Has anyone ever done any diving at the bay bridge or 331 bridge? What's the vis like or is it even legal to dive Bridges?


----------



## Chapman5011 (Mar 7, 2013)

walkerj44 said:


> Has anyone ever done any diving at the bay bridge or 331 bridge? What's the vis like or is it even legal to dive Bridges?


I doubt it is legal to jump off bridges. 
Although if its doable, I'm sure people jump off the bridge your talking of at some point. 
But you could get in trouble for it especially if someone drives by and reports some one just jumped the bridge. You may have some visitors show up in a hurry. 


Jump it.........


----------



## foreverfishing (Nov 30, 2012)

I think he meant diving as in scuba. this is the scuba section after all.


----------



## walkerj44 (May 23, 2013)

*Really?!! I hope you're kidding*

I never said anything about jumping off a bridge. The bridges start first at land in case you didn't know that. I guess the only way to dive a wreck a few miles out is to rent a helicopter and jump off then huh.


----------



## walkerj44 (May 23, 2013)

Thank you forever fishing. At least some people get it.


----------



## Chapman5011 (Mar 7, 2013)

My bad.
I'm an idiot


----------



## BlaineAtk (Jun 8, 2010)

Wirelessly posted

The vis wouldn't be good, I used to live right by it and never seen it really clear to where I wanted to dive it.
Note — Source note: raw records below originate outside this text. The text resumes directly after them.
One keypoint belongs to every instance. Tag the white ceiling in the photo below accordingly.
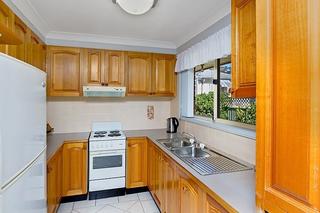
(170, 24)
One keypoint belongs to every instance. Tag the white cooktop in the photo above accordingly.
(103, 131)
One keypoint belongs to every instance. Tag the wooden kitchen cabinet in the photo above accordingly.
(139, 73)
(75, 157)
(36, 51)
(288, 85)
(212, 206)
(20, 30)
(93, 62)
(64, 71)
(103, 67)
(170, 186)
(243, 57)
(137, 175)
(54, 181)
(115, 68)
(163, 75)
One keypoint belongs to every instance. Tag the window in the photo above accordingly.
(211, 96)
(204, 90)
(241, 110)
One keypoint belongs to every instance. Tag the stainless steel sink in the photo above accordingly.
(191, 152)
(204, 161)
(175, 143)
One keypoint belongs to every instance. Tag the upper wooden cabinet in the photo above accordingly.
(163, 76)
(21, 30)
(114, 67)
(93, 72)
(288, 115)
(243, 55)
(75, 158)
(64, 71)
(137, 163)
(139, 73)
(36, 52)
(151, 74)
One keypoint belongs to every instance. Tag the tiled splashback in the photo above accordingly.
(77, 115)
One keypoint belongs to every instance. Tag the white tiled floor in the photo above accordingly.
(132, 203)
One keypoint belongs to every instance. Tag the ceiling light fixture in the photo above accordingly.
(136, 7)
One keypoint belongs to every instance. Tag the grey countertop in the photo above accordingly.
(237, 188)
(55, 140)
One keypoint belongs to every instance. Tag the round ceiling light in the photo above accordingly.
(136, 7)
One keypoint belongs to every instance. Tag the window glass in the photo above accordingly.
(204, 91)
(242, 110)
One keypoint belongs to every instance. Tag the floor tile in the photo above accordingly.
(65, 207)
(123, 205)
(84, 203)
(110, 209)
(130, 197)
(136, 208)
(94, 209)
(105, 201)
(149, 206)
(144, 196)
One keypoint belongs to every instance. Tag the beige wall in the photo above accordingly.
(240, 147)
(76, 115)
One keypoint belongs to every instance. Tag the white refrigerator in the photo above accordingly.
(22, 137)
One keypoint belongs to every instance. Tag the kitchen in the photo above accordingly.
(212, 109)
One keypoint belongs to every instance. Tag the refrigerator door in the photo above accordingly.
(23, 116)
(27, 193)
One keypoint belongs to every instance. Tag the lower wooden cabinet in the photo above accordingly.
(54, 181)
(75, 156)
(212, 206)
(174, 189)
(137, 163)
(189, 194)
(67, 173)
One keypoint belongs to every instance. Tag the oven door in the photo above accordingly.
(107, 164)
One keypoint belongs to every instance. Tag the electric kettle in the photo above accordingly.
(172, 125)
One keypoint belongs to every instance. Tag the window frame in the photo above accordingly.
(233, 127)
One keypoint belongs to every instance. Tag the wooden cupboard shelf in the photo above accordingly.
(8, 37)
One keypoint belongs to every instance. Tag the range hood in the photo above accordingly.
(103, 91)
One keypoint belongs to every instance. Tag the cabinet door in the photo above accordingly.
(21, 31)
(54, 181)
(64, 71)
(115, 73)
(52, 185)
(163, 75)
(137, 163)
(158, 184)
(189, 195)
(243, 48)
(94, 67)
(139, 74)
(75, 179)
(288, 115)
(212, 206)
(170, 187)
(6, 20)
(151, 167)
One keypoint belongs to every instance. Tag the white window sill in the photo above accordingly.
(243, 132)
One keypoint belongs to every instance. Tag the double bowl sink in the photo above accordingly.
(202, 160)
(183, 148)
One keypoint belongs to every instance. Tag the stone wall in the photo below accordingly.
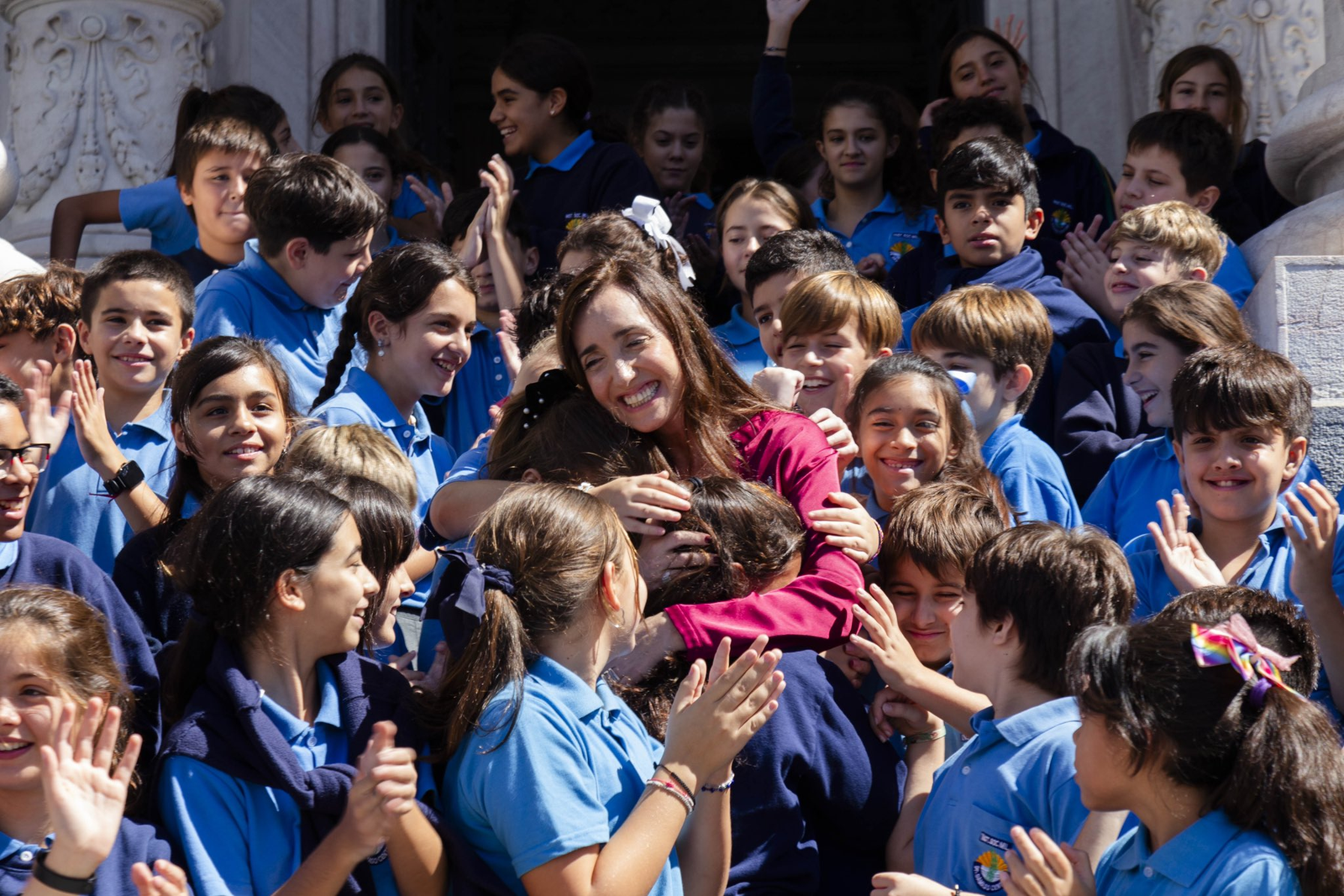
(94, 86)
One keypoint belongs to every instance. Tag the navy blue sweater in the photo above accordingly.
(606, 176)
(51, 562)
(161, 609)
(816, 793)
(1100, 417)
(1073, 320)
(134, 842)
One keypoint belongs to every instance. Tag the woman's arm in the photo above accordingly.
(73, 214)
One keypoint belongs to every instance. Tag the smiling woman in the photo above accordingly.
(638, 344)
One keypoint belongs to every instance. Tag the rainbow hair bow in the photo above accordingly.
(1233, 644)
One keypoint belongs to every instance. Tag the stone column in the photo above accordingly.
(93, 96)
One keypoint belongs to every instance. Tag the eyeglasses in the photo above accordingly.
(31, 456)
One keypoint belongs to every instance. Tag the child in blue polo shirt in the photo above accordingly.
(38, 560)
(360, 90)
(988, 210)
(750, 214)
(1028, 591)
(1180, 155)
(292, 759)
(542, 89)
(315, 221)
(1099, 416)
(69, 761)
(1241, 419)
(783, 261)
(880, 206)
(1001, 338)
(158, 206)
(373, 157)
(1234, 777)
(413, 313)
(487, 228)
(550, 775)
(111, 469)
(214, 163)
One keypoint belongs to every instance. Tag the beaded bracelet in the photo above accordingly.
(669, 788)
(685, 792)
(937, 734)
(726, 786)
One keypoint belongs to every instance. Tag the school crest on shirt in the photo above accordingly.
(900, 244)
(990, 864)
(1062, 217)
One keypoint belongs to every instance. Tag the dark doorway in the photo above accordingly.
(445, 50)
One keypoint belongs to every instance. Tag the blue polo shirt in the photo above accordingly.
(239, 837)
(1032, 473)
(1126, 501)
(71, 501)
(741, 342)
(886, 230)
(568, 777)
(158, 207)
(1014, 772)
(1269, 570)
(483, 380)
(1211, 857)
(365, 401)
(252, 298)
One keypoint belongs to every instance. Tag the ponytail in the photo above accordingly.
(1274, 768)
(495, 658)
(340, 358)
(553, 543)
(1288, 782)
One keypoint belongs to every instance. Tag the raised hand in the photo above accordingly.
(885, 645)
(47, 422)
(434, 204)
(848, 527)
(710, 723)
(1183, 557)
(84, 790)
(1041, 867)
(1314, 546)
(642, 501)
(165, 880)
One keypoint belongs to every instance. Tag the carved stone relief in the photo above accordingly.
(1277, 46)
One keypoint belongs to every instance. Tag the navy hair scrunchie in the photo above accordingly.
(549, 390)
(459, 600)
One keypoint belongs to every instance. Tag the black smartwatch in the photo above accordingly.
(60, 883)
(128, 477)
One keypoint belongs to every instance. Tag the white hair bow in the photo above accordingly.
(649, 215)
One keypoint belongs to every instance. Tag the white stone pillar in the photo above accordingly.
(93, 97)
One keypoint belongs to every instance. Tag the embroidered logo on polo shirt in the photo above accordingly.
(988, 867)
(900, 244)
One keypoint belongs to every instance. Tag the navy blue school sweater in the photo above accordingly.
(608, 176)
(772, 110)
(136, 842)
(1072, 318)
(1099, 417)
(816, 794)
(161, 609)
(51, 562)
There is a downed bridge beside it though....... Never know what might be in there


----------



## bowwilson (Oct 9, 2013)

Hahahaha oh Damn those 1st few post made me laugh Hahahaha wow


----------



## aquatic argobull (Mar 2, 2009)

As long as there is no fishing allowed, it should be legal to dive. Don't expect great vis.


----------



## Native Diver (Aug 8, 2009)

walkerj44 said:


> Has anyone ever done any diving at the bay bridge or 331 bridge? What's the vis like or is it even legal to dive Bridges?


The bay bridge is dive-able at times, usually late fall and winter has been the best for me. The best viz I've ever had was about 8ft. Make sure you tow a flag if your entering from shore.


----------



## Fish-n-Fur (Apr 2, 2009)

Native Diver said:


> The bay bridge is dive-able at times, usually late fall and winter has been the best for me. The best viz I've ever had was about 8ft. Make sure you tow a flag if your entering from shore.


productive?...full of sharks?...what did you see/shoot?? worth doing again??


----------



## Native Diver (Aug 8, 2009)

Fish-n-Fur said:


> productive?...full of sharks?...what did you see/shoot?? worth doing again??


Yep!
YEP YEP!!
Just about any "Bottom dweller" one normally sees.:whistling: 
Yep!:yes:


----------



## JT Powell (Jun 20, 2012)

No legality issues, but catching it when the vis is decent is gonna be tough.


----------